A mulher é acusada de cometer atos de zoosadismo, que consistiam em torturar e matar animais de forma violenta para comercializar as gravações na Internet, gerando uma onda de forte indignação e repúdio público na sociedade.
O caso, que expõe as ramificações globais deste tipo de crime cibernético, começou a ser desvendado a milhares de quilómetros do Brasil. Uma organização não-governamental (ONG) sediada na Bulgária, dedicada à proteção animal, conseguiu intercetar os conteúdos violentos em plataformas online e reuniu provas robustas sobre a atividade ilegal. A entidade internacional encaminhou o material e apresentou uma denúncia formal diretamente à Polícia Federal brasileira, que, por sua vez, repassou a ocorrência às autoridades do estado de São Paulo devido à localização da suspeita.
A partir dessas informações, a Polícia Civil de São Paulo deu início a uma investigação minuciosa, conduzida por agentes especializados da Delegacia de Crimes contra os Animais, uma ala que integra o Departamento de Polícia de Proteção à Cidadania (DPPC). Durante as diligências, os investigadores constataram que Daiana operava uma autêntica produtora de vídeos de sadismo.
Em interrogatório, a própria suspeita confessou o esquema e revelou que os conteúdos eram vendidos a clientes na Europa por valores que oscilavam entre os 20 e os 50 euros por vídeo, dependendo do nível de violência exigido pelos compradores.

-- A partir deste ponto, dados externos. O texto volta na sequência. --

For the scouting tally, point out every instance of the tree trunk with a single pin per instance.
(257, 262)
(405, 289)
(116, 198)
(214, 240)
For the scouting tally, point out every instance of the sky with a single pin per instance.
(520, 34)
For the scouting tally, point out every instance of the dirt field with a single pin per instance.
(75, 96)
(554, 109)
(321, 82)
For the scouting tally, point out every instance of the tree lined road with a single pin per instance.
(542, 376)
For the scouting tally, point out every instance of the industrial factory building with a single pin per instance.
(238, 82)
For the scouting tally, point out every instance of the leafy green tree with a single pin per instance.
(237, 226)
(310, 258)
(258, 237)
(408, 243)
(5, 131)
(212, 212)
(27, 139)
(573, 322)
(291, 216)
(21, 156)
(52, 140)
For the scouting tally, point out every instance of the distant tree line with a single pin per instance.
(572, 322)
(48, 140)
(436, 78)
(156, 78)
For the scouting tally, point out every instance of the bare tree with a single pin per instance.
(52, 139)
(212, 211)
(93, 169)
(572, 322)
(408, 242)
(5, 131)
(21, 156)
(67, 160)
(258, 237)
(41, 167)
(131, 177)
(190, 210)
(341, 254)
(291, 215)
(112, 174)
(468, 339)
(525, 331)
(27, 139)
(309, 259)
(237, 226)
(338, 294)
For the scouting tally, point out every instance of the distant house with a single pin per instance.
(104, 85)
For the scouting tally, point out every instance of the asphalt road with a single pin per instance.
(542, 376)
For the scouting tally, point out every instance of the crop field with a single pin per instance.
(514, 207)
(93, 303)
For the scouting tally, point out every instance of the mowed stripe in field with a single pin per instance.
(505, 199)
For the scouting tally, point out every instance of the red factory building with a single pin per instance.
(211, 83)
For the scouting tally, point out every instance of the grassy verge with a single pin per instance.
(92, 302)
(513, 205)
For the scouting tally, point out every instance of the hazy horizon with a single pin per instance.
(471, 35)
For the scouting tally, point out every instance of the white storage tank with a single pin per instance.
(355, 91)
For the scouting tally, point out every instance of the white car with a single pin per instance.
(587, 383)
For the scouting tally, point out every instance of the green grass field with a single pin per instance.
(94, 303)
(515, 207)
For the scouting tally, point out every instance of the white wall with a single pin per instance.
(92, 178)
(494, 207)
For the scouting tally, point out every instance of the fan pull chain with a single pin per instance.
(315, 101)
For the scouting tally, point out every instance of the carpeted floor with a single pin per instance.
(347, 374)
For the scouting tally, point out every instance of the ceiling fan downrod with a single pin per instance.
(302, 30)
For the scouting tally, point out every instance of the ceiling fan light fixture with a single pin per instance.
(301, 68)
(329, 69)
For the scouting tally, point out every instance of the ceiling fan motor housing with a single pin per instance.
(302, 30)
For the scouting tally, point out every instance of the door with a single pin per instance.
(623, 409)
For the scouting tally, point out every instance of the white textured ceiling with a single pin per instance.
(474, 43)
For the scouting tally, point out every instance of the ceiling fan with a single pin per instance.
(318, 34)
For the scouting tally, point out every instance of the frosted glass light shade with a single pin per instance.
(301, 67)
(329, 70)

Os relatórios policiais detalham um cenário de extrema perversidade. Segundo os investigadores, a mulher utilizava os próprios pés para esmagar até à morte animais indefesos, incluindo coelhos, pintainhos e gatos. As filmagens eram posteriormente disponibilizadas e comercializadas em servidores fechados e redes partilhadas, utilizando ferramentas de comunicação semelhantes à plataforma Discord para garantir o anonimato dos utilizadores e dificultar o rastreio dos pagamentos internacionais.
Apesar da gravidade das acusações de abuso, maus-tratos e morte de animais com contornos de sadismo, a legislação local permitiu que a suspeita respondesse ao processo em liberdade condicional logo após ser ouvida na esquadra. No entanto, os trabalhos das autoridades policiais do DPPC estão longe de terminar.
A Delegacia de Crimes contra os Animais mantém o inquérito aberto e continua a apurar exaustivamente há quanto tempo as práticas criminosas ocorriam no local e o volume exato de vídeos que já terão sido comercializados para o exterior. O principal objetivo da Polícia, agora, é rastrear o fluxo financeiro para identificar e responsabilizar os clientes europeus que financiavam e sustentavam esta rede de crueldade.